Nesibe Aldemir

YOK ARTIK

Nesibe Aldemir

 Dünya değişiyor velhasıl. Buna bağlı insanlar da değiyor, ihtiyaçlar da değişiyor. Bu değişim sürecine yetişmek bir hayli zorlaştı. Ya da bizler durumu abarttık.

 Sahip olduğumuz gelenek, görenek, âdet ve kültür gibi değerlerimiz sekülerizmin kıskacında adeta bir buhar olmuş durumda. Görselliğin ön planda olduğu gösterişli hayatlar insanları bir türlü memnun etmediği gibi israf kapılarını da adına kadar aralamaktadır.

 Çağın hastalığı olan huzursuzluğun kaynağı manevi değerlerin yitirilmesidir. Maddeye olan bağlığımız artıkça maneviyattan kopan bağlarımız bir illet misali boynumuzu sarmaktadır. Bu da rahat bir nefes almamıza engel olmaktadır.

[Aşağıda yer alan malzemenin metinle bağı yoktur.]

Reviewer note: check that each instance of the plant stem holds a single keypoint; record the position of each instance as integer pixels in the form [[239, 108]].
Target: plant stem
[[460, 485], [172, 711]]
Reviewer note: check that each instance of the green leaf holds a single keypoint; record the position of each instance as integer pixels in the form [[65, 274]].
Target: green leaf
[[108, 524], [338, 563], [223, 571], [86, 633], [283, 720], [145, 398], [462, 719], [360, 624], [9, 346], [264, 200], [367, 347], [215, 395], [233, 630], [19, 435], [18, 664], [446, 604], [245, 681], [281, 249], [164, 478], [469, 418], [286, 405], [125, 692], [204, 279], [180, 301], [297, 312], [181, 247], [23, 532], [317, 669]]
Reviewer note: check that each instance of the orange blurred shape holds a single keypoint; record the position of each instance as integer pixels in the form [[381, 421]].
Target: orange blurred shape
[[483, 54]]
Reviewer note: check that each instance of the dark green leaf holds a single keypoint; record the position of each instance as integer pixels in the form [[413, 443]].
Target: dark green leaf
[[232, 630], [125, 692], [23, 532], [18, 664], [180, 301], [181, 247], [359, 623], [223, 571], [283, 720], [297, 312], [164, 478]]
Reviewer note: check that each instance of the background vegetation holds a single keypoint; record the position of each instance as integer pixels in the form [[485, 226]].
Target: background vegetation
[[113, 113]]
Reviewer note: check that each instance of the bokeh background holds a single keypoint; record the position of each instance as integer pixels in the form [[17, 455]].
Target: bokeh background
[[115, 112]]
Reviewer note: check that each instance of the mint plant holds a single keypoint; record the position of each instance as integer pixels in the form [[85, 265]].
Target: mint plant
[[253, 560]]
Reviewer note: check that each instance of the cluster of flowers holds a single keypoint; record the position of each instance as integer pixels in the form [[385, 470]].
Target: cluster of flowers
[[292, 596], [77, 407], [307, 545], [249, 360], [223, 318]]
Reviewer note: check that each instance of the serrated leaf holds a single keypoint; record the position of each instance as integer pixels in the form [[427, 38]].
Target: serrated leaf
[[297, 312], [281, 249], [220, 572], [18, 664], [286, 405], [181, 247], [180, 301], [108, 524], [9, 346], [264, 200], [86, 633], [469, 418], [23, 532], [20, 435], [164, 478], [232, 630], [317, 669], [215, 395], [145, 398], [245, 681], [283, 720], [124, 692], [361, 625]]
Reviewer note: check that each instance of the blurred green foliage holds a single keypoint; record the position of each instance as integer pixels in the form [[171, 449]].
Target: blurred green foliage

 Çok değil birkaç gün öncesiydi. Öğrendim ki pasta bıçağı ayrı olurmuş efendim. Ne geri kalmışım dedim kendime. Sonrasında kadınların mutfak gereçlerindeki abartısına şahit oldum. Çeşit çeşit mutfak ev gereçleri, renk renk tabakları da geçtim sırf göze hitap etsin diye gereğinden fazla gereksiz eşyalar. Yok artık denilecek türden israflar.

 Görselliği ile sadece göz doyuran sofraları kurmak için harcanan paralar, harcanan vakitler… Sırf desinler için yaşamak… Samimiyetten evla tutulan gösteriş, göze girmek lakin gönülden göçmek…  Sahi bunca telaşın var mı bir açıklaması?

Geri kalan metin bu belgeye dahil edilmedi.